Assolutamente e terribilmente purtroppo. È anche per questo che abbiamo una marea di positivi, perché continuiamo a tracciare. Io l’ho visto sulla mia pelle, sono diventato positivo, dopo due giorni hanno tracciato mia moglie e mia figlia, conviventi e asintomatiche, tutte e due risultate positive. Ora siamo in isolamento, io per fortuna mi sono negativizzato. In un’altra regione non avrebbero fatto il tampone ai familiari, avrebbero detto: state a casa. La Lombardia magari ha più positivi di noi, non li fa vedere e sembra stia meno peggio.
Un problema di trasparenza?
Il problema vero è, da un lato, una maggiore trasparenza e, dall’altro, il sistema sanitario. Il nostro sistema sanitario è stato in grado di dare enormi risposte, continuiamo nonostante tutto a fare neurochirurgia, cardiochirurgia, chirurgia oncologica maggiore, è un grandissimo sforzo organizzativo. Oggi abbiamo creato anche un reparto chirurgico Covid. Tutti quelli che sono positivi al Covid ma hanno un problema chirurgico, anziché essere messi in isolamento, possono usufruire delle normali prestazioni chirurgiche.
Perché il sistema nel complesso è in sofferenza?
In base al principio dei 21 parametri, avendo noi dato enormi risposte, avendo gli ospedali Covid e avendo un sistema territoriale che tiene botta e garantisce tamponi a tutti, anche alle famiglie più periferiche, siamo rimasti in zona gialla e la gente ha percepito la zona gialla come una situazione di libertà. C’è poi un altro messaggio che vorrei lasciare.
Quale?
Certamente viviamo in un mondo difficile, in una situazione di tensione, ma c’è anche un senso di vita e libertà, siamo sotto Natale. Questo però è un virus molto aggressivo e si trasmette facilmente con il contatto: l’altro ieri, sono i dati della Johns Hopkins, sono stati superati i morti della Seconda guerra mondiale. Anche durante la guerra la gente cercava di vivere, si sposava, metteva al mondo figli. C’è, a volte, una regressione rispetto alla tragedia ed è quella che dà lo stimolo per andare avanti.

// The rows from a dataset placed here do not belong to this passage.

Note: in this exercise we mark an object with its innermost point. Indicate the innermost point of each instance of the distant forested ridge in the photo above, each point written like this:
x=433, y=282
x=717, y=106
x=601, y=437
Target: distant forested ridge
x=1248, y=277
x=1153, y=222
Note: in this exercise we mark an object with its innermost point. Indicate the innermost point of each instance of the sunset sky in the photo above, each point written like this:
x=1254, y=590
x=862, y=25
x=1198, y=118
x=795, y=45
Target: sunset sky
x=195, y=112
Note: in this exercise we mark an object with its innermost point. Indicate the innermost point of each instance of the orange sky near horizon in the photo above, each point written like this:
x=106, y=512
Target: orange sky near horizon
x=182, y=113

È un equilibrio difficile, non crede?
Difficilissimo. Noi come sanità siamo quella barriera che deve da un lato curare, e dall’altro mettere in sicurezza le persone. La logistica deve trasportare, i supermercati devono vendere, le aziende devono produrre, altrimenti si ferma tutto. Il messaggio però è questo: la gente deve darci una mano, mascherina e distanziamento sono fondamentali. Ora rinforziamo le misure, facciamo nuovi lockdown. Finché non arriva il vaccino, dobbiamo convivere col virus. Ma l’importante è non darsi mai per vinti.